A 15-year plan released by Amtrak in 2021 proposed extending the existing Hiawatha rail line connecting Chicago and Milwaukee to include Madison. And, eventually, Amtrak suggested trips could be added to connect Madison to St. Paul and Minneapolis.

Additionally, a 2021 report from the U.S. Department of Transportation identified Madison as a “significant market” that would be “critical to the operational viability” of a passenger train line connecting Chicago to the Twin Cities.

But a lack of buy-in from the Republicans who control Wisconsin’s state Legislature could stop Madison’s hopes for an Amtrak station in their tracks.

Assembly Speaker Robin Vos, R-Rochester, has previously said he opposes using state funding for the proposal.

Madison Transportation Director Tom Lynch says the city would likely be able to move through the potential project’s initial planning phases without state funding.

“There will come a time, you know, (in) several years where we get into the design, final design and construction, and there will need to identify partners and ways to accomplish a local match,” Lynch said. “Those will be larger groupings of money and so we will need to find funding sources for that.”

Lynch estimates it could take six to eight years before an Amtrak station in Madison could be built. And much about such a project, including the final price tag, remains uncertain.

“This is a journey, and we’re just on the first step of the journey,” Lynch said. “Anything that we enjoy starts with the planning, and then it moves on to the, to the design, and then the actual implementation.”

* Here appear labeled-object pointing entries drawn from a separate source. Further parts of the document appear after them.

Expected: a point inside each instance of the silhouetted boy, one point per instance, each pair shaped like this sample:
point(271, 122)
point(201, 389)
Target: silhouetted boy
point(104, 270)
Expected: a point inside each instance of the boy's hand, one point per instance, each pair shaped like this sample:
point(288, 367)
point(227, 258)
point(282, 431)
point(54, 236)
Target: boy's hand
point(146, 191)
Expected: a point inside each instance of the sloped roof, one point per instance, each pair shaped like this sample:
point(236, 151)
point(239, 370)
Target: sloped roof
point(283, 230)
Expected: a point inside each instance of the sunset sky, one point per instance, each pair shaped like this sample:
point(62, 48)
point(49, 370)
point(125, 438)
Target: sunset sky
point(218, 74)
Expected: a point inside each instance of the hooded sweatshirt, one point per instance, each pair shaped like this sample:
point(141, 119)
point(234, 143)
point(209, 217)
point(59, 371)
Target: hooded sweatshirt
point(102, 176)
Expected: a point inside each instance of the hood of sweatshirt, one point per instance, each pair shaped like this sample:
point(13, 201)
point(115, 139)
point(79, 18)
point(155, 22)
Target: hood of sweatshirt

Last year, Madison’s Common Council approved using $120,000 for a study narrowing down potential sites for a Madison Amtrak station. Lynch expects a report from that process to be released this fall.

In all, the mayor’s capital budget proposal for next year includes $266 million to be spent on infrastructure, buildings and other capital projects. The Common Council is set to vote on approval of that capital budget, along with the 2024 operating budget, in November.

Madison has been without a passenger rail station since 1972, when Amtrak discontinued its service to the capital city. Nonetheless, Lynch says he’s optimistic about Madison’s chances for restoration, pointing to the “historic” level of passenger rail funding set aside in Congress’ 2021 infrastructure deal.

“The bipartisan infrastructure law has provided more money for passenger rail than at any time in decades, and so this is a good time to be pursuing some of that,” Lynch said. “It’s been 50 years since we’ve had passenger rail. We’d like to bring it back to Madison.”

Hopes for passenger rail connecting Madison to Milwaukee came close to being realized about a decade ago, when the Obama administration zeroed in on Madison as connection point for high-speed trains. But then-Gov. Scott Walker, a Republican, derailed those plans after he took office in 2011 and rejected $810 million in federal funding allocated to Wisconsin for the project.